Course 3: Swordfish and Fruit
After all that richness a lighter dish was in order. I cooked Swordfish filets sous vide at 125 degrees giving it a moist yet firm texture. A light char from the blowtorch gave it that just grilled appearance and taste from the resulting maillard reaction.
How to Scream Summer with a Side Dish
Topping it off was a salsa that screamed summer on a plate. Made from fresh raspberries, mango, cilantro, red pepper, and red onion this sauce added a lot of pizazz to the swordfish and could go well with many types of fish or chicken. Sitting next to the fish are mango spheres made using the basic spherification technique. Another pop of freshness which when taken with a bight of grilled swordfish has a nice contrast of sweet and savory.
This dish was paired with a 2009 Messmer Spatburgunder from the Pfalz region of Germany. For those of you who choose to look it up, yes it is a liter bottle and yes it is a good wine!
Course 4: Filet Mignon and Arugula Gelatin with Tomatoes
As the night wears on my ambition is waning and I begin to stick to the staples I’m sure people will love. And with a filet mignon cooked sous vide at 135 how could you go wrong? Top it with a Madeira sauce that reduces two cups of Madeira plus three cups of stock down to a few tablespoons of heavenly goodness and your guests will drool with delight.
A Block of Arugula
The vegetable accompaniment is a gelatin made of pureed arugula and agar cut into small squares and topped with a simple mixture of tomatoes, olive oil, and balsamic vinegar. The simple arugula block lends sophistication to the dish and turns a simple salad into something interesting and unique.

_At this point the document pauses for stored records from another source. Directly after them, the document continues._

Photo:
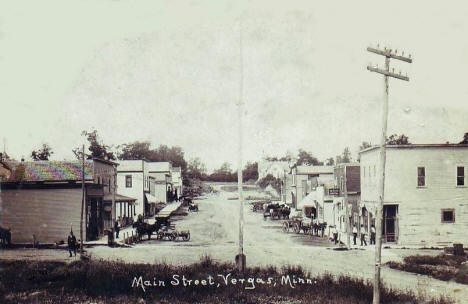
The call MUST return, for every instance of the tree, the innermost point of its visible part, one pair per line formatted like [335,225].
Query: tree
[42,154]
[4,156]
[97,148]
[465,139]
[250,172]
[135,150]
[346,156]
[306,158]
[365,145]
[196,169]
[394,139]
[272,181]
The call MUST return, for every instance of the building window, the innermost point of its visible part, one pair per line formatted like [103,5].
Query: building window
[448,216]
[421,176]
[128,181]
[460,176]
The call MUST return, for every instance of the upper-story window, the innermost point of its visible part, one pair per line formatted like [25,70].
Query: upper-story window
[421,176]
[460,176]
[448,216]
[128,181]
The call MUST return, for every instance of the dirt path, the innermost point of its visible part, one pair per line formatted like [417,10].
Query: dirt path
[214,232]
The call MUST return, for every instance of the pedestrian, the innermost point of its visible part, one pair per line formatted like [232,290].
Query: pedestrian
[363,236]
[354,234]
[71,243]
[372,242]
[335,234]
[117,228]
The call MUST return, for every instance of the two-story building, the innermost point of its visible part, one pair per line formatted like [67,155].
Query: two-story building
[177,181]
[426,194]
[41,201]
[133,180]
[347,186]
[303,179]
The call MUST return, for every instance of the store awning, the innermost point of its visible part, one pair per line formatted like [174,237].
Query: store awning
[151,199]
[118,198]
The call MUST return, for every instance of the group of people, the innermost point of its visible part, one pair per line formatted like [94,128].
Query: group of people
[362,232]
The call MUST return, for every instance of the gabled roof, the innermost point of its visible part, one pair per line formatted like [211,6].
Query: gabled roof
[39,171]
[159,166]
[419,146]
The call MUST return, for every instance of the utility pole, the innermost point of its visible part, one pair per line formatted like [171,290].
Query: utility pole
[83,199]
[240,257]
[348,224]
[387,53]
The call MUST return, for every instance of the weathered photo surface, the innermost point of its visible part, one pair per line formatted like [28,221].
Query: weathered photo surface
[233,152]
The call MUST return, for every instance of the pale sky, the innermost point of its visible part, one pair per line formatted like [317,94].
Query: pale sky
[169,72]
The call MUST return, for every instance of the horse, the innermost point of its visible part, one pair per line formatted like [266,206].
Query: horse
[145,228]
[5,237]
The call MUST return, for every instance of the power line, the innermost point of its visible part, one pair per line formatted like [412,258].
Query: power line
[388,54]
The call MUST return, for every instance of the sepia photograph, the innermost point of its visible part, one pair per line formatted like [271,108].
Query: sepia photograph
[222,151]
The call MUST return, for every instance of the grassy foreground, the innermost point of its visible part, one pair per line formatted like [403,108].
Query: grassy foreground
[444,267]
[111,282]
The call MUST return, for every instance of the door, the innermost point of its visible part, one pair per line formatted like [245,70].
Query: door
[390,223]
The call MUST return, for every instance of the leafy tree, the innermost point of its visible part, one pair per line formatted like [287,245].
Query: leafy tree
[465,139]
[223,174]
[365,145]
[43,153]
[270,180]
[250,171]
[135,150]
[394,139]
[306,158]
[196,169]
[4,156]
[97,148]
[346,156]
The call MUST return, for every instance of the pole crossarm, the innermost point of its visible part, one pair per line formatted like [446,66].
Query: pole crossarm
[387,73]
[388,53]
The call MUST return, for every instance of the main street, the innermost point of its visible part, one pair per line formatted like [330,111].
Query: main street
[214,233]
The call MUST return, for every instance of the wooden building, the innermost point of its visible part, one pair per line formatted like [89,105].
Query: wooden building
[426,193]
[41,201]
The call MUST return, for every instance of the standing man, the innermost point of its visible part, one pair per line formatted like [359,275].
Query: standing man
[335,234]
[71,243]
[117,228]
[372,242]
[354,234]
[363,236]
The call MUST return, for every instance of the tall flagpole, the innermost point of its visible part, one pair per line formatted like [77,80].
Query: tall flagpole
[240,258]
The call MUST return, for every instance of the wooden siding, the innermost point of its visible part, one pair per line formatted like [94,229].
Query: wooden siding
[419,208]
[47,213]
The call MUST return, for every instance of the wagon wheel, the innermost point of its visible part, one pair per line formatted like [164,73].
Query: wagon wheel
[297,228]
[285,227]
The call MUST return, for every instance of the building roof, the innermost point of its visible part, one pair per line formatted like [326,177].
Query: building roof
[38,171]
[419,146]
[314,169]
[348,165]
[118,198]
[159,166]
[130,165]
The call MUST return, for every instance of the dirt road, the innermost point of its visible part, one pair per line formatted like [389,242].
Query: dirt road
[214,231]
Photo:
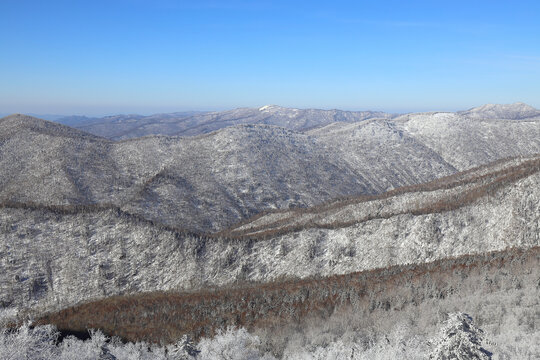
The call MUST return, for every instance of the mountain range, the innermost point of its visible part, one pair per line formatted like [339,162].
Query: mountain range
[302,225]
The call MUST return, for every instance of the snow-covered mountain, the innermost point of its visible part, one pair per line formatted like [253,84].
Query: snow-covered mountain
[193,123]
[208,182]
[516,111]
[58,256]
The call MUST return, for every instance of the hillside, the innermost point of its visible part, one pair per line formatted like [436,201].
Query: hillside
[468,283]
[202,183]
[55,257]
[189,124]
[211,181]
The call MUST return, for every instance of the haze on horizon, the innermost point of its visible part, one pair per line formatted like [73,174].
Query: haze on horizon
[136,56]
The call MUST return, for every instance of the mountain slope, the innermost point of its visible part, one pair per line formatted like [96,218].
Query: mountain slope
[189,124]
[203,183]
[57,257]
[208,182]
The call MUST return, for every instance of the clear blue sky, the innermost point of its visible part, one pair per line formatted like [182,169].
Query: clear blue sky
[136,56]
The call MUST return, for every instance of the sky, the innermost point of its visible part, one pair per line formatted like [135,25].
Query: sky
[136,56]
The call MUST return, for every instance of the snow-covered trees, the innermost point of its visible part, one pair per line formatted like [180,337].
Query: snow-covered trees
[459,339]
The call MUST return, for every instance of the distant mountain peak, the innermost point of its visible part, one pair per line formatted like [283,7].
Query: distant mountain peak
[270,107]
[518,110]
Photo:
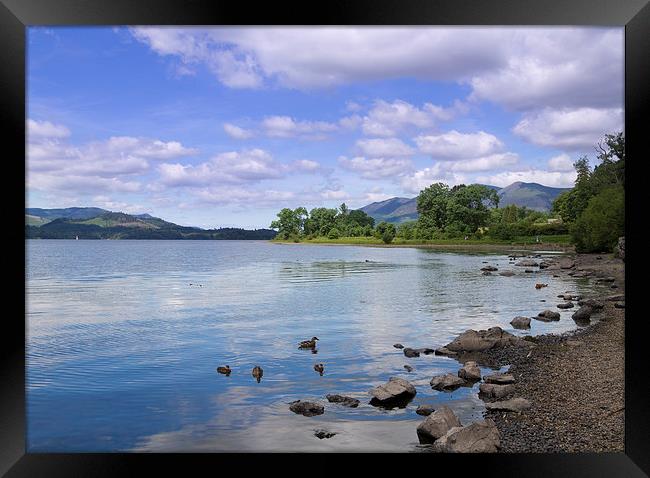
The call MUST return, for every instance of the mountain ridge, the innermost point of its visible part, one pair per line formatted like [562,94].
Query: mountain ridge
[85,223]
[531,195]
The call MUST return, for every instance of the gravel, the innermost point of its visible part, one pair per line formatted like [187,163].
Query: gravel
[575,382]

The power of the sauce and meat needed a bold wine so I chose a 2009 L. Preston Red blend from Preston Vineyards in the Dry Creek Valley, California. The Syrah Grenache blend held up nicely to the intensity of the Madeira sauce while the meat softened the tannins.

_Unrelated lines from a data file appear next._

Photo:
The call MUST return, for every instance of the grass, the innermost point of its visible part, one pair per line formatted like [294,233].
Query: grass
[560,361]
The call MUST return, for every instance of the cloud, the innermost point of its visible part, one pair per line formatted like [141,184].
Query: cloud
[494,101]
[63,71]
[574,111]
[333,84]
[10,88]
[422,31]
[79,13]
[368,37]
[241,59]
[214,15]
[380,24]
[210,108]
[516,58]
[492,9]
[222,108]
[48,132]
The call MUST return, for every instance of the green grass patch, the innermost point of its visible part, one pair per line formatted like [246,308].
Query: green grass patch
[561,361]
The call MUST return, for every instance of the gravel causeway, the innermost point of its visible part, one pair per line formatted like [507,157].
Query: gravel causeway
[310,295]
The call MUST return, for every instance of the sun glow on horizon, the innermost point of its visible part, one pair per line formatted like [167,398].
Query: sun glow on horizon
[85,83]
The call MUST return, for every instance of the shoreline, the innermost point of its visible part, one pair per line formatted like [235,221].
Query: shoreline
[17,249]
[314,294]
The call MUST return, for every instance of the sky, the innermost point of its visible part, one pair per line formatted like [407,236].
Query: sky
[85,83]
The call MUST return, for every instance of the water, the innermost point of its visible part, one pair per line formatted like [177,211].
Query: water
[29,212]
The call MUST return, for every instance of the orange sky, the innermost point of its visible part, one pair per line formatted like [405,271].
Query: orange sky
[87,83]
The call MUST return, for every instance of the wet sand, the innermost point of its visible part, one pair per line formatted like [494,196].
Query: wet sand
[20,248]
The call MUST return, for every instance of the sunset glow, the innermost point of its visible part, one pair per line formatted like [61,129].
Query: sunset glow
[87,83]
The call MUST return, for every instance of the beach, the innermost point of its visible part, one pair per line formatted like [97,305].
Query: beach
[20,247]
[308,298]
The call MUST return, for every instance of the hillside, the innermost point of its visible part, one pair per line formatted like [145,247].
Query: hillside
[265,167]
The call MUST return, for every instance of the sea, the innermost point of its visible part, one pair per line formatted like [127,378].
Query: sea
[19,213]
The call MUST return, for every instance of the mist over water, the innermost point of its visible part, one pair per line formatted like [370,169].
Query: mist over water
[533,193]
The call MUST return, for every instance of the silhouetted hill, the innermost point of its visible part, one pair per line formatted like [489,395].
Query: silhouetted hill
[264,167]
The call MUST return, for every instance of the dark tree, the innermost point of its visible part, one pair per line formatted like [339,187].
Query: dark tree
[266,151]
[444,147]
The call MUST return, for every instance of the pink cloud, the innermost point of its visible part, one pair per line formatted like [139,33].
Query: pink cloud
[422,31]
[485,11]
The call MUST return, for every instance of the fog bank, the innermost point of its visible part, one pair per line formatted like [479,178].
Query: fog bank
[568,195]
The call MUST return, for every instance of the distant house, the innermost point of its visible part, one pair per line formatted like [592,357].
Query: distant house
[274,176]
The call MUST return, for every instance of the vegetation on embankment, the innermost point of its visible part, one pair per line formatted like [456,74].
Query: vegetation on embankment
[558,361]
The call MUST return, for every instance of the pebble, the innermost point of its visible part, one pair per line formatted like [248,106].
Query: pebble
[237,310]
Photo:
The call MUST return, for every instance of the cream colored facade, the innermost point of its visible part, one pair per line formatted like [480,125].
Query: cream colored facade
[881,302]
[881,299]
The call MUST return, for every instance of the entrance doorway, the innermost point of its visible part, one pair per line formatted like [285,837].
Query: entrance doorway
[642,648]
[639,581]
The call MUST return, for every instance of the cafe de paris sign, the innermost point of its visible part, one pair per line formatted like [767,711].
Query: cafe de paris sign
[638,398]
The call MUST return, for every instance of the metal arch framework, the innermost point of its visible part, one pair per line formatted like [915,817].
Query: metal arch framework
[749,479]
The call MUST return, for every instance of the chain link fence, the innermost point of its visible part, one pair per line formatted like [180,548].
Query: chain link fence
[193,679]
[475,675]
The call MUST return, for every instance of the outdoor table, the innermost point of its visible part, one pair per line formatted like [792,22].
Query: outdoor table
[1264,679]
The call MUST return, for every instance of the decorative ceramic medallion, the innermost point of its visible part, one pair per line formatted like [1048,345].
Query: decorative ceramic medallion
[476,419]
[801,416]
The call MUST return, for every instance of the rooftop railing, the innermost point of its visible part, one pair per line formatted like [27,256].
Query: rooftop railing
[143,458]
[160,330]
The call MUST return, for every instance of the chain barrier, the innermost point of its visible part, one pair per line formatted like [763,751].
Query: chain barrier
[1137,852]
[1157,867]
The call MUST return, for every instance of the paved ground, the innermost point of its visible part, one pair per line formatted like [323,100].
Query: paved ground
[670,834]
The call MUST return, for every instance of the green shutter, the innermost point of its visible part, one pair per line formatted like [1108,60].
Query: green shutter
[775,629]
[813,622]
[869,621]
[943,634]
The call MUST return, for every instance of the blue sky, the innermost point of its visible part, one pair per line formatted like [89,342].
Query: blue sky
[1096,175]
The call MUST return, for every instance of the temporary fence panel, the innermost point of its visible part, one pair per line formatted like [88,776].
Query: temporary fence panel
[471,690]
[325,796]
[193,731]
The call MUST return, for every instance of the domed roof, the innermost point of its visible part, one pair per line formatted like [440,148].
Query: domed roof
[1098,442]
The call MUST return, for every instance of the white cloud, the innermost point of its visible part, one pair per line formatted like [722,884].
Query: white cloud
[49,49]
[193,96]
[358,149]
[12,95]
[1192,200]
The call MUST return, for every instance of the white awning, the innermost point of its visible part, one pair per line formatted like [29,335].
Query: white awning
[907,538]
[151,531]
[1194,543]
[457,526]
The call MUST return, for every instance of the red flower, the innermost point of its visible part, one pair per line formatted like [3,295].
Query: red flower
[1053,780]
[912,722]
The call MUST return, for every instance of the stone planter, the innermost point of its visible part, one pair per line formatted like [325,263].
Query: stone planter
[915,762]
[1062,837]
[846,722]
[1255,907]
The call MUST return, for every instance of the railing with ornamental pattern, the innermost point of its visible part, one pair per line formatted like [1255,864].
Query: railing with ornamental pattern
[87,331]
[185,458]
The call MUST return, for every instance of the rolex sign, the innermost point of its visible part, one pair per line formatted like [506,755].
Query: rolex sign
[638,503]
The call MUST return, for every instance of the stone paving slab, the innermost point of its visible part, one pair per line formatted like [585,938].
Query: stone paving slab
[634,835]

This very rich dessert can be made up to three days ahead of time leaving you free to focus on the more difficult pieces above. The base is made with caramelized white chocolate and goat cheese along with the typical cream cheese and sugar. It’s crustless leaving you to savor only smooth rich creamy goodness.
The frozen chocolate fudge tastes like a gourmet fudgesicle and can be made light or dense by either using a whipping syphon or not. This dessert was paired with an interesting wine from Southeast Ohio; a 2010 La Vigna Petit Manseng dessert wine. Petit Mensang is a white grape normally found in the Juracon region of France and produces fragrant dessert wines with crisp acidity cutting through this rich dessert.